Walter Eglin: Sage vom Bischofstein

Werknummer
15
Kategorien
Zeichnung
Künstlerin / Künstler
Walter Eglin
Darstellung/Titel
Sage vom Bischofstein
Datierung
1962
Standort
Archiv
Platz
A 1.1
Bemerkungen Erwerb

Entstehungsjahr ca.; Dieser Entwurf war ursprünglich der Vorschlag des Künstlers für ein Mosaik am Primarschulhaus. Ausgeführt wurde schliesslich das Fasnachtsbild.

Bemerkungen Werk

Der Zauberspiegel: ein Holzhauer arbeitete eines Morgens in der Nähe der Ruine. Da sah er plötzlich einen funkelnden Spiegel dort liegen. Als er näher ging und hinschaute,sah er ein seltsames kleines, grüngekleidetes Männlein, das ihn mit grollenden Augen frech zu betrachten schien. Er bente zurück und dachte bei sich, dass sei ein böses Spiel. Da er Gott nicht versuchen wollte, machte er sich davon. (Aus Baselbieter Sagen, 1976).

Künstlerin / Künstler:

Walter Eglin

Walter Eglin, geb. 10.03.1895 in Känerkinden, gest. 03.02.1966 in Diegten.

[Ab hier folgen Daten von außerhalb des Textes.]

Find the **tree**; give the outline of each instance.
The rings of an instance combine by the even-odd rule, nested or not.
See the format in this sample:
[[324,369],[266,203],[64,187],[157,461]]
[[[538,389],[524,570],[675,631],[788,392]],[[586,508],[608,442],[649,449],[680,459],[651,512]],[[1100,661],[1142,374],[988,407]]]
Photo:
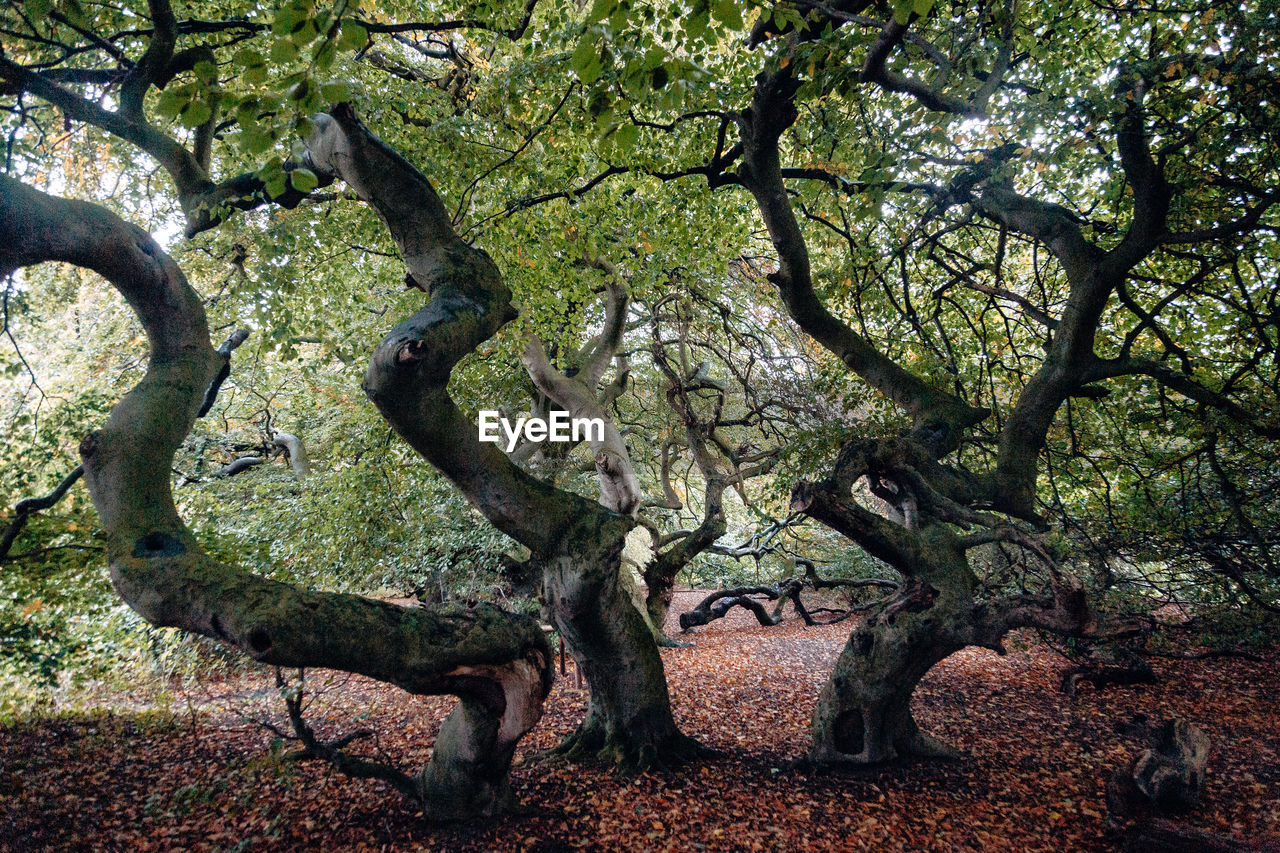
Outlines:
[[[0,59],[0,74],[3,74],[9,91],[21,95],[30,93],[61,110],[68,121],[87,122],[156,157],[176,186],[188,235],[218,226],[235,209],[252,210],[268,200],[284,207],[296,205],[321,183],[327,185],[335,179],[341,179],[360,201],[369,205],[382,219],[405,259],[409,267],[408,280],[430,294],[431,299],[426,308],[397,327],[377,349],[366,375],[366,391],[392,426],[449,477],[498,529],[532,551],[536,565],[542,570],[544,598],[552,619],[583,661],[592,686],[591,712],[581,731],[568,745],[568,750],[574,754],[601,754],[624,767],[678,761],[691,754],[696,745],[675,727],[656,646],[639,614],[617,584],[622,540],[632,524],[625,514],[628,508],[621,504],[613,506],[612,509],[623,510],[623,514],[619,514],[525,474],[494,446],[479,442],[475,424],[458,410],[449,397],[446,385],[454,365],[516,316],[510,291],[496,266],[485,253],[458,237],[430,182],[369,133],[355,118],[353,110],[339,107],[328,115],[317,114],[314,119],[304,114],[322,102],[319,87],[313,85],[310,78],[312,71],[332,63],[339,45],[348,49],[362,46],[365,43],[362,39],[367,39],[368,32],[378,27],[372,23],[340,20],[332,12],[295,7],[279,10],[271,26],[234,16],[214,23],[195,19],[179,21],[169,4],[159,0],[148,10],[152,30],[141,36],[122,36],[141,49],[135,60],[113,47],[104,47],[108,41],[85,35],[90,29],[108,32],[112,27],[121,26],[115,12],[100,14],[101,20],[92,22],[88,28],[84,26],[85,22],[64,22],[55,18],[49,25],[53,27],[55,36],[52,39],[40,35],[42,23],[23,18],[19,29],[29,36],[23,44],[28,51],[23,58],[30,64],[24,65],[8,56]],[[527,23],[527,15],[525,20]],[[476,26],[484,28],[482,24]],[[413,23],[383,29],[399,32],[454,28],[454,24]],[[289,101],[296,111],[292,126],[309,131],[305,156],[289,162],[272,160],[262,168],[215,182],[210,177],[215,165],[211,159],[213,142],[220,138],[222,111],[236,101],[235,95],[221,88],[214,70],[216,49],[228,47],[216,41],[218,34],[223,33],[233,34],[233,45],[255,35],[282,36],[275,39],[273,50],[284,57],[281,61],[286,65],[298,59],[299,44],[310,44],[311,59],[319,65],[304,65],[299,72],[300,81],[292,84],[289,92]],[[59,65],[68,55],[78,58],[81,53],[59,40],[63,37],[74,43],[86,41],[90,52],[102,54],[102,58],[114,63],[115,67],[88,71],[62,67],[47,70],[47,64],[42,61],[44,58],[51,58],[54,65]],[[178,50],[177,44],[183,40],[195,44]],[[261,67],[263,61],[260,53],[248,48],[241,48],[235,57],[238,66],[250,71]],[[191,75],[194,83],[170,88],[179,75]],[[119,106],[115,110],[107,109],[93,97],[65,88],[64,83],[87,87],[90,91],[95,86],[114,89],[118,85]],[[165,90],[155,102],[159,112],[176,114],[178,125],[194,129],[189,144],[181,140],[181,131],[170,135],[152,123],[148,115],[148,96],[153,89]],[[333,94],[337,91],[325,89],[323,97]],[[270,99],[270,103],[267,100],[252,95],[240,97],[236,113],[243,119],[239,142],[250,152],[260,145],[260,138],[255,135],[257,130],[251,126],[256,126],[263,119],[270,120],[271,105],[283,101],[279,97]],[[271,132],[278,133],[279,130]],[[127,234],[126,246],[138,243],[140,238],[128,233],[123,224],[109,219],[103,210],[88,211],[75,207],[74,210],[86,223],[86,231],[97,227],[104,233],[93,235],[92,239],[90,236],[71,235],[68,246],[50,241],[41,247],[39,238],[46,237],[46,232],[35,233],[31,229],[47,228],[56,213],[64,211],[54,202],[12,181],[6,184],[6,190],[9,199],[6,228],[13,234],[14,245],[20,247],[8,256],[7,269],[43,260],[70,259],[93,269],[105,269],[110,273],[108,278],[112,278],[122,292],[131,294],[128,277],[135,271],[104,266],[108,261],[98,258],[98,254],[110,254],[112,237],[120,240]],[[39,205],[51,211],[48,221],[33,218],[31,210]],[[107,225],[111,226],[110,229],[106,228]],[[74,237],[80,237],[80,242],[75,242]],[[138,251],[150,256],[162,254],[154,243],[144,242]],[[136,263],[140,262],[135,259]],[[193,377],[190,381],[194,381],[208,369],[208,364],[213,363],[203,352],[203,345],[198,346],[195,342],[203,331],[203,312],[198,300],[186,289],[185,279],[176,265],[167,260],[165,264],[165,277],[161,282],[164,290],[182,295],[179,304],[164,306],[172,316],[152,318],[148,312],[161,309],[153,309],[144,303],[135,305],[135,309],[144,325],[164,320],[166,325],[148,329],[153,350],[170,353],[168,358],[177,365],[174,369],[186,371]],[[180,339],[170,340],[179,332],[182,333]],[[188,356],[183,352],[184,348],[190,348],[192,353]],[[159,363],[158,358],[153,355],[153,363]],[[208,382],[203,384],[207,386]],[[137,398],[149,399],[147,394],[135,394],[126,397],[125,403]],[[188,602],[189,606],[185,608],[153,602],[153,588],[167,589],[173,583],[169,573],[190,573],[191,565],[201,562],[198,549],[173,510],[168,483],[162,482],[167,480],[164,472],[170,466],[161,463],[166,461],[167,455],[172,455],[190,426],[191,418],[183,408],[188,399],[175,394],[173,409],[161,409],[159,403],[153,401],[156,412],[144,413],[146,417],[159,417],[159,411],[170,413],[172,423],[166,426],[163,435],[151,435],[150,431],[155,427],[150,423],[126,423],[121,427],[120,436],[102,435],[96,442],[82,448],[92,456],[102,452],[99,448],[107,442],[109,453],[121,457],[116,464],[142,466],[151,472],[149,480],[143,484],[133,479],[135,467],[130,467],[127,474],[104,476],[93,473],[96,463],[87,463],[91,493],[103,515],[104,526],[113,537],[113,565],[120,560],[144,557],[160,561],[153,574],[136,578],[117,570],[115,580],[122,596],[152,622],[179,624],[188,630],[214,636],[261,660],[287,665],[357,667],[357,662],[351,659],[355,651],[347,649],[343,654],[330,655],[324,645],[324,637],[316,633],[319,629],[314,620],[297,621],[300,614],[307,614],[306,608],[310,607],[311,599],[287,587],[270,586],[272,594],[282,602],[293,602],[292,609],[279,612],[274,608],[262,611],[261,608],[271,600],[265,597],[265,588],[256,587],[252,578],[239,573],[224,576],[228,586],[236,587],[227,591],[225,596],[222,587],[214,585],[205,590],[197,602]],[[131,410],[118,411],[128,413]],[[129,417],[134,416],[130,414]],[[125,415],[116,419],[125,420]],[[129,430],[136,435],[129,435]],[[128,461],[125,448],[134,446],[145,446],[148,452],[137,460]],[[143,531],[137,526],[139,520],[133,517],[143,510],[131,509],[124,513],[129,523],[117,531],[114,511],[109,506],[114,504],[148,508],[145,512],[154,511],[163,517],[163,525],[157,520],[151,525],[157,527],[156,530]],[[154,510],[150,509],[153,506]],[[156,547],[146,550],[137,545],[135,548],[136,542],[132,545],[125,542],[129,536],[141,537],[138,542],[145,540],[144,544]],[[140,549],[146,553],[133,558],[128,556]],[[174,557],[182,559],[175,561],[171,559]],[[175,562],[180,564],[177,569],[171,565]],[[187,574],[181,576],[186,577]],[[234,583],[226,578],[234,578]],[[331,606],[337,608],[335,616],[350,608],[356,608],[357,612],[364,612],[360,608],[374,608],[370,611],[374,616],[362,618],[402,618],[398,611],[388,611],[361,599],[338,597],[321,600],[331,602]],[[238,610],[241,605],[248,604],[253,605],[252,610]],[[231,608],[232,613],[223,612],[224,607]],[[261,622],[268,614],[270,621]],[[447,617],[442,618],[456,621],[463,617],[449,611]],[[482,621],[482,624],[486,626],[489,622],[516,626],[510,636],[494,641],[498,643],[497,648],[505,651],[495,651],[485,644],[475,647],[475,643],[468,644],[460,638],[458,642],[462,648],[455,653],[476,659],[445,657],[444,660],[460,666],[464,663],[478,666],[490,665],[495,658],[501,658],[515,665],[532,655],[536,665],[529,672],[537,674],[538,678],[530,681],[532,676],[525,673],[523,677],[528,684],[524,692],[527,695],[520,702],[514,700],[513,694],[504,705],[498,701],[502,698],[501,692],[495,694],[491,688],[459,686],[455,683],[456,674],[450,676],[450,668],[444,664],[441,664],[444,668],[439,673],[434,673],[437,676],[435,680],[413,679],[408,686],[423,691],[452,687],[463,693],[464,698],[472,697],[476,691],[483,694],[489,703],[487,706],[472,707],[475,703],[468,701],[458,712],[460,722],[456,725],[464,726],[464,733],[476,728],[487,731],[490,738],[496,737],[492,727],[496,725],[495,720],[502,719],[504,707],[506,713],[516,715],[518,725],[515,722],[504,724],[501,742],[492,749],[484,750],[486,754],[490,751],[496,753],[493,764],[501,771],[498,775],[505,778],[506,764],[515,740],[536,721],[535,700],[545,695],[549,661],[545,645],[540,637],[536,642],[530,639],[530,628],[525,622],[489,615],[484,620],[487,621]],[[342,624],[341,620],[336,624]],[[306,644],[292,649],[292,642],[302,642],[292,639],[300,630],[310,632],[307,643],[319,644],[319,649],[312,649]],[[404,630],[413,634],[417,628]],[[362,629],[349,632],[342,642],[354,647],[358,645],[358,637],[373,635],[397,636],[390,629]],[[405,645],[412,648],[414,642],[406,640]],[[388,662],[381,659],[381,653],[376,649],[370,649],[367,654],[372,662],[358,663],[358,668],[353,671],[381,677],[390,677],[389,673],[395,671],[394,666],[389,667]],[[503,654],[507,657],[502,658]],[[504,678],[508,676],[495,677],[499,683],[503,683]],[[530,686],[534,682],[536,689]],[[469,743],[466,736],[459,734],[442,739],[442,757],[454,747],[462,751],[481,751],[478,742]],[[446,763],[437,761],[433,767]],[[449,771],[450,774],[457,772],[461,771]],[[483,778],[486,774],[473,772],[470,775]],[[495,772],[489,772],[487,776],[486,796],[489,802],[477,805],[473,811],[499,809],[504,804],[501,786],[494,778]],[[479,794],[475,798],[481,799]],[[441,802],[451,803],[456,799],[442,798]],[[462,813],[465,810],[459,812]]]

Er war ein Schweizer Kunstmaler, Holzschnitt- und Mosaikkünstler.

Er wurde als Sohn des Fritz Eglin, Landwirt, und der Rosina Tschan geboren. 1932 heiratete er Anna Jörin von Bennwil. Nach zwei Welschlandjahren folgten der militärischer Aktivdienst im Ersten Weltkrieg und der Dienst bei der Grenzpolizei. Es besuchte die Gewerbeschule Basel, die Landeskunstschule Karlsruhe und die Akademie für bildende Künste Stuttgart.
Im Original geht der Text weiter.